Sohn Christian betreibt den Hof „Niederste Mutte“ in Durchholz
Wer im Hofladen stöbert, findet neben Fleischwaren auch Konfitüre, Pasta, eingelegte Gurken, Wein und etwas Käse. Ackerbau betreiben die Thieles in Bommern nicht mehr – das übernimmt Sohn Christian Thiele gemeinsam mit seiner Frau Kirsten auf dem Hof „Niederste Mutte“ in Durchholz. Das junge Ehepaar ist auf Kartoffeln spezialisiert, baut aber auch Weizen, Roggen, Ackerbohne, Raps und Mais an. An einer kleinen Station direkt am Hof sind die Kartoffeln rund um die Uhr erhältlich. Das Geld wird in eine kleine Kasse geworfen. Mittlerweile gibt es auch einen Barcode zum Bezahlen über Paypal. „Das klappt auf Vertrauensbasis und wird auch gut angenommen “, sagt Kirsten Thiele, die neben dem Hofbetrieb in einer Anwaltskanzlei arbeitet, während Christian Thiele Landwirtschaftsmaschinen vertreibt.

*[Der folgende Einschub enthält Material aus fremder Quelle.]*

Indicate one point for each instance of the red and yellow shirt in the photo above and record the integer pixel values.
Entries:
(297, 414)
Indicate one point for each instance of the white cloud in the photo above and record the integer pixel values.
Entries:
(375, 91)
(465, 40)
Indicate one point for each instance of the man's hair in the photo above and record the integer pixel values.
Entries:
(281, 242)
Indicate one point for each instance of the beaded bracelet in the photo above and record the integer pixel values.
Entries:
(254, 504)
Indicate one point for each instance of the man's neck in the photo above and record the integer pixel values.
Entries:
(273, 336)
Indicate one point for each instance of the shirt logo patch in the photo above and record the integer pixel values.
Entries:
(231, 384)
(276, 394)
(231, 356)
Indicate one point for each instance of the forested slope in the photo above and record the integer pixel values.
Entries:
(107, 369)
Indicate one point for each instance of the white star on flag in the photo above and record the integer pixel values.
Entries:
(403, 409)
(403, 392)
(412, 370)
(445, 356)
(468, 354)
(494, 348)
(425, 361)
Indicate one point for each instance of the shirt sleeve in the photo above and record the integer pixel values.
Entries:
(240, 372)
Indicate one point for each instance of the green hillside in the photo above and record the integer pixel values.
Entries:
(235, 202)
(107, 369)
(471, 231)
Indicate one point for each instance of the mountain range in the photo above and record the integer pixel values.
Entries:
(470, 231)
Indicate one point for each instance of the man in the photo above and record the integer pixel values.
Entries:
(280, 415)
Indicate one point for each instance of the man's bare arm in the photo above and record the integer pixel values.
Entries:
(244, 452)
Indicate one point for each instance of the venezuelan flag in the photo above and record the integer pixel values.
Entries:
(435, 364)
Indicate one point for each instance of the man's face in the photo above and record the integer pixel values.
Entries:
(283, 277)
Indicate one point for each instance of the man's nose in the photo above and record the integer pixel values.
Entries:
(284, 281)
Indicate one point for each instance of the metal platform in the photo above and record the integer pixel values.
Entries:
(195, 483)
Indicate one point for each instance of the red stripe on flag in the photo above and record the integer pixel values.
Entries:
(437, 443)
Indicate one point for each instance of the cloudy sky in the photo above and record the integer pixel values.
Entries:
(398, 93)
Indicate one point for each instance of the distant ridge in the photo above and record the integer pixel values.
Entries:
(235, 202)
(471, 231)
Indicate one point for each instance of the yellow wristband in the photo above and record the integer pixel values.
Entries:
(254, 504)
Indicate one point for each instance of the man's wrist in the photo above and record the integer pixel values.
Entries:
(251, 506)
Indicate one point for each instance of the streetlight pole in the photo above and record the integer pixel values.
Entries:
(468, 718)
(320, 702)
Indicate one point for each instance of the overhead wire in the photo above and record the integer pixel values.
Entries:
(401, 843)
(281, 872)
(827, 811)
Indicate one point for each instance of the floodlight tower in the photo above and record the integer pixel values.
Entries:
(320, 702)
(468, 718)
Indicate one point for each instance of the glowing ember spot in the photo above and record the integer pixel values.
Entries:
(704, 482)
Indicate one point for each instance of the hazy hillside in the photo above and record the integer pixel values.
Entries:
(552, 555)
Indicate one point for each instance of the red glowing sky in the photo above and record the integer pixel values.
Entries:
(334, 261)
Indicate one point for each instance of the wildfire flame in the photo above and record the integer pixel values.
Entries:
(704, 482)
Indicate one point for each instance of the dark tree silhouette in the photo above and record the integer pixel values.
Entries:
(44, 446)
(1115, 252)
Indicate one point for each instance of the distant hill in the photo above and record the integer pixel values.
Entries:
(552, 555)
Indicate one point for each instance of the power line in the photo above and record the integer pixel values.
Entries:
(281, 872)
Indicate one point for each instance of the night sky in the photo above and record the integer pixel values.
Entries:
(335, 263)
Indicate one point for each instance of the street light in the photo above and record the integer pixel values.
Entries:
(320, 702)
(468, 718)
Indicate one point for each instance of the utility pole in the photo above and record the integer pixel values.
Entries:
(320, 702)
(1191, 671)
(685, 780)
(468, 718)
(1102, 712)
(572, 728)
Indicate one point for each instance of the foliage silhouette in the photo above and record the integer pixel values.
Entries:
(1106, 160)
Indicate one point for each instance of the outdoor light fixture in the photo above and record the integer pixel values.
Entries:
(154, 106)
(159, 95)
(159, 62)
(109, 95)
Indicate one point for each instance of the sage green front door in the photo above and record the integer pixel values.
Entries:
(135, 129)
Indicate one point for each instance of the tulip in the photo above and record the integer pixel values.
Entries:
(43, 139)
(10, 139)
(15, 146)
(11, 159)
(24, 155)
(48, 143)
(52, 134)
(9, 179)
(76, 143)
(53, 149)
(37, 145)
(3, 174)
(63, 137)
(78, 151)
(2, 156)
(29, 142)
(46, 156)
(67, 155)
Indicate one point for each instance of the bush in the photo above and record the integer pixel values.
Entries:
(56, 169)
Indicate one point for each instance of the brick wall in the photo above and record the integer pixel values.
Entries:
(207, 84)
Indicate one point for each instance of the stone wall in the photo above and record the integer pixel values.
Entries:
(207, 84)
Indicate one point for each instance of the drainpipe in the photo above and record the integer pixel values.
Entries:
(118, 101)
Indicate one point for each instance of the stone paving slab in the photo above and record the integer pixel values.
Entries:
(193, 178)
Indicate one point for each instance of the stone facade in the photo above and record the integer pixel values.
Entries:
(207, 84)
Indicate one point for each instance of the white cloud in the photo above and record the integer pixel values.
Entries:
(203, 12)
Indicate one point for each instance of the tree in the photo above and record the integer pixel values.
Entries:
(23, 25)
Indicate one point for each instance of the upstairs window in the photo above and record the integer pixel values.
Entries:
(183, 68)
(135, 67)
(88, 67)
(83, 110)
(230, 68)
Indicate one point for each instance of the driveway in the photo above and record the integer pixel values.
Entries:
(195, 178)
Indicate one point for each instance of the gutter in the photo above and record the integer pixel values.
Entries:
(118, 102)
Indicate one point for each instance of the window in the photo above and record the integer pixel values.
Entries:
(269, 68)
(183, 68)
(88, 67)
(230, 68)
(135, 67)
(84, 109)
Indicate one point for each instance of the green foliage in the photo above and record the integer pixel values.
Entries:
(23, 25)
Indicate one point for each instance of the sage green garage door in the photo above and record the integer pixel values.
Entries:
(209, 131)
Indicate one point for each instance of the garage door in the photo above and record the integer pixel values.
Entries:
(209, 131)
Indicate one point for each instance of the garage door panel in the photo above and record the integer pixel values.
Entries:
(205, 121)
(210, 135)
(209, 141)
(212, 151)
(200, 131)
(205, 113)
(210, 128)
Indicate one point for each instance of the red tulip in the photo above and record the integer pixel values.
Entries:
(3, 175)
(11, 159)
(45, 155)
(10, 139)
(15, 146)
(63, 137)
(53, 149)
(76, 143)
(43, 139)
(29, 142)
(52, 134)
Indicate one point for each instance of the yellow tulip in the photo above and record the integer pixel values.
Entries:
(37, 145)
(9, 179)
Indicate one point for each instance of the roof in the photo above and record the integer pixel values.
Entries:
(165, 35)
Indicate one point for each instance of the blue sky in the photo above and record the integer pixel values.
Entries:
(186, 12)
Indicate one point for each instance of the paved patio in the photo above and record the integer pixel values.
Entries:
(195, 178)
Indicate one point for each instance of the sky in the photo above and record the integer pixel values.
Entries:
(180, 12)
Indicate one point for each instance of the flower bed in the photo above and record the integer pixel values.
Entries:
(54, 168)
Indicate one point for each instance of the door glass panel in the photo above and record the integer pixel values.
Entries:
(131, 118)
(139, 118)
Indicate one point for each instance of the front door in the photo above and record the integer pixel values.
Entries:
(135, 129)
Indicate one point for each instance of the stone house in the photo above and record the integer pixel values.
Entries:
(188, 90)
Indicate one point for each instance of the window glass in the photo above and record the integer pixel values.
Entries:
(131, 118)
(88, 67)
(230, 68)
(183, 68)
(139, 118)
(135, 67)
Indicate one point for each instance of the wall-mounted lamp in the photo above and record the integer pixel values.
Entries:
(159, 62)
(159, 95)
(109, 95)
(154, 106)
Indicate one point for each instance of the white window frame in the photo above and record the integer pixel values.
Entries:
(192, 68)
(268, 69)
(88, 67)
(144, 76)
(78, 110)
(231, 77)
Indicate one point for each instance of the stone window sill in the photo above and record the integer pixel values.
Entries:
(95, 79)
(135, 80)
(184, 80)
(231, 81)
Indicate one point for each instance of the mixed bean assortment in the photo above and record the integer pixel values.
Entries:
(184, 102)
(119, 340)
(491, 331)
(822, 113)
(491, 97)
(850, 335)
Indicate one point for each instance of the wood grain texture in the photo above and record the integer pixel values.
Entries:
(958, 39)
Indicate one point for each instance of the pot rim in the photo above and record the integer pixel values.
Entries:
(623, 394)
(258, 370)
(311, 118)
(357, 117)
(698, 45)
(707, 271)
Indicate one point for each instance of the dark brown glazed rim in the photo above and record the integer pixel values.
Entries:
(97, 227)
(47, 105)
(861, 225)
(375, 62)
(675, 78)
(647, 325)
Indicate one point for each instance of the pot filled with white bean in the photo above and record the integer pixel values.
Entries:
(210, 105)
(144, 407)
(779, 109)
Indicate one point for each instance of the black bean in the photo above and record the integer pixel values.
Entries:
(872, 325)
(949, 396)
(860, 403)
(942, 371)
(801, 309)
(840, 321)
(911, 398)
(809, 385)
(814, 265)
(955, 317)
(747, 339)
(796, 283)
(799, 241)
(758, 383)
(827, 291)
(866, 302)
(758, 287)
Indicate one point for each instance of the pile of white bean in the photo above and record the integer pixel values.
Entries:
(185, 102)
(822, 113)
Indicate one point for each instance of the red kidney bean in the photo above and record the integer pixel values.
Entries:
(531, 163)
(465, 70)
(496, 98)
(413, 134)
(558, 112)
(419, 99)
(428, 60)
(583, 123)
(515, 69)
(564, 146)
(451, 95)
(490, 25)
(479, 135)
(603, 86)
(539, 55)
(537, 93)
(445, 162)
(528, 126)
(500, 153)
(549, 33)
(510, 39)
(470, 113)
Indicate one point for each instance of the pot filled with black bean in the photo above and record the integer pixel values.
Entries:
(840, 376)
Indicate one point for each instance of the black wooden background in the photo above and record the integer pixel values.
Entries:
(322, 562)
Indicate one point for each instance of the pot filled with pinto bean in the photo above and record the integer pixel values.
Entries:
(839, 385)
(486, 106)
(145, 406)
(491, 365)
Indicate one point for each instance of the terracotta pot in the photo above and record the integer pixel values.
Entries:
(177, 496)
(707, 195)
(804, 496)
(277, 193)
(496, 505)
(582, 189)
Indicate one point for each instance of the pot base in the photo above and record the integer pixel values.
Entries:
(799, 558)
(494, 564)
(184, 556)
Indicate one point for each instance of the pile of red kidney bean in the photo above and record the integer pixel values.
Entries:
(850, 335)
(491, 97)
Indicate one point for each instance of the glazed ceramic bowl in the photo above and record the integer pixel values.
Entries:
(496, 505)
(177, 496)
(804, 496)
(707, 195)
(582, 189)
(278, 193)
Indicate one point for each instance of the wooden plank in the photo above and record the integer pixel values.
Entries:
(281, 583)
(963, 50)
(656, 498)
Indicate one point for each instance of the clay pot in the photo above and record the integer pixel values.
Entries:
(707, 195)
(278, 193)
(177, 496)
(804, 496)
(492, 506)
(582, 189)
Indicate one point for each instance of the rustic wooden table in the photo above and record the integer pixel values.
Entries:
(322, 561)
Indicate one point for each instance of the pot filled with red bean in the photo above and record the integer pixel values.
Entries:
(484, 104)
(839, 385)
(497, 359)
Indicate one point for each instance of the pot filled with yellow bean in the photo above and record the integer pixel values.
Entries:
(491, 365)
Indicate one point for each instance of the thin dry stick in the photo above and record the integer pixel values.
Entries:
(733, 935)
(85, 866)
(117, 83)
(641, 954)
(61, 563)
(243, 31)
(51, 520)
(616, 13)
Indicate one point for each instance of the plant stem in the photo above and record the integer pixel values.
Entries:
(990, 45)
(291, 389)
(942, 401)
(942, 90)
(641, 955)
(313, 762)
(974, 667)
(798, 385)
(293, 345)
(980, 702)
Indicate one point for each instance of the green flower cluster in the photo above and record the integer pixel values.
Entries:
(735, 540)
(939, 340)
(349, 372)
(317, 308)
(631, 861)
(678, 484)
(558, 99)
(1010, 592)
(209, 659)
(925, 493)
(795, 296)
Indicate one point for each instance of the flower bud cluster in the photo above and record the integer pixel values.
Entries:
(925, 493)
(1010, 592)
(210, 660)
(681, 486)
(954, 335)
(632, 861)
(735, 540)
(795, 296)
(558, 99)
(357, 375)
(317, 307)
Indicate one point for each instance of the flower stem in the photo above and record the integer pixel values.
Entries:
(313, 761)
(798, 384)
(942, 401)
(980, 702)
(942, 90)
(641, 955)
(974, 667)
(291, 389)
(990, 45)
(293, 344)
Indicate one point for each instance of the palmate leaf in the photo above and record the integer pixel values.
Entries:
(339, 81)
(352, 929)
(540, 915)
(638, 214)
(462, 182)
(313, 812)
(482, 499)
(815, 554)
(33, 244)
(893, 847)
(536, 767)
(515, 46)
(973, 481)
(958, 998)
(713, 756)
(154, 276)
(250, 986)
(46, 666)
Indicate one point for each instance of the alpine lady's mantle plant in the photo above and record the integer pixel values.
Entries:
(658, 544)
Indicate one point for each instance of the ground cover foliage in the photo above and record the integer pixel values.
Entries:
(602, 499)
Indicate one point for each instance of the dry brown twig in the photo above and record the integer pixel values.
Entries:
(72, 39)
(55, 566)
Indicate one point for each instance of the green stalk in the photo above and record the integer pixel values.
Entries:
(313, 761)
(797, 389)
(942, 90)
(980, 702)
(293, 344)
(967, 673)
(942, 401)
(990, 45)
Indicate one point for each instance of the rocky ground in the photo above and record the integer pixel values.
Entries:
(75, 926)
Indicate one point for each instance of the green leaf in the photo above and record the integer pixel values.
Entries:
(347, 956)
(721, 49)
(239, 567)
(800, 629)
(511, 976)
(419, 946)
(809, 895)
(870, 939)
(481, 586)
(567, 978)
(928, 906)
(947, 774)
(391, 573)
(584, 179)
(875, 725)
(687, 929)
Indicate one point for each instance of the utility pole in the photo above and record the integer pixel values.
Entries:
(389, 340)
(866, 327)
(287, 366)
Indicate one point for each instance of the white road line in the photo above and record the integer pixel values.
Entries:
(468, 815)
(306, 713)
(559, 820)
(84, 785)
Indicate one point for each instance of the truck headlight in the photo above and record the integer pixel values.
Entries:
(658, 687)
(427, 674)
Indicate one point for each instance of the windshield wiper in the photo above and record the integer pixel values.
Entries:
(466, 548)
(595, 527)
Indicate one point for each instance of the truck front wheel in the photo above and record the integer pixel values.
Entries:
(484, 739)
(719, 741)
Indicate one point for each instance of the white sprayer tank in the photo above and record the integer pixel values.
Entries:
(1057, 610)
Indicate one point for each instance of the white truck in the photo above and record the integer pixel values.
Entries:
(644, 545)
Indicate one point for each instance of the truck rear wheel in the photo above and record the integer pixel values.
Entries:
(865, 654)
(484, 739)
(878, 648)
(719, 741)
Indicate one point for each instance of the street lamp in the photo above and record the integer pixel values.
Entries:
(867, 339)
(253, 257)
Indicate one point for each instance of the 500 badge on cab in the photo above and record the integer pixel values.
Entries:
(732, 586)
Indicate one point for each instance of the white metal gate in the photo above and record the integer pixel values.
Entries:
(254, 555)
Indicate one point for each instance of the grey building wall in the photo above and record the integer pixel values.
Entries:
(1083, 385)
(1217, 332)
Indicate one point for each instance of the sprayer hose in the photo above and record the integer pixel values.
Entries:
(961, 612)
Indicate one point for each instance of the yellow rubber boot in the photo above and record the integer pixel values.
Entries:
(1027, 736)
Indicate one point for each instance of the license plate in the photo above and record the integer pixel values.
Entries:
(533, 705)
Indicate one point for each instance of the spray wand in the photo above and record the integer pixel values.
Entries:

Auch Karin und Berthold Thiele haben mehrere Standbeine. So bieten sie zusätzlich zur kalten Theke im Hofladen warmen Mittagstisch an. Zusätzlich beliefern die Thieles Familien- und Betriebsfeste mit Suppen, Fleischplatten und Salaten.
Auch Trantenrother Hof hat mehrere Standbeine
Auf der anderen Seite von Witten blühen um diese Jahreszeit die Blumen im weitläufigen Garten des Trantenrother Hofes. Demeter-Gemüse wächst und gedeiht auf sieben Ackerflächen, die Familie Schulze-Poll muss für ihren Hofladen im Sommer nichts ankaufen. Im Moment gibt es wieder Masthähnchen und Suppenhuhn. Von glücklichen Hühnern, versteht sich. Dass ein Hofladen alleine in der Regel nicht reicht, zeigt sich auch hier. Neben dem Verkauf im Laden hat der Trantenrother Hof einen Stand auf dem Bochumer Wochenmarkt und beliefert den Gemüsekisten-Lieferanten Flotte Karotte.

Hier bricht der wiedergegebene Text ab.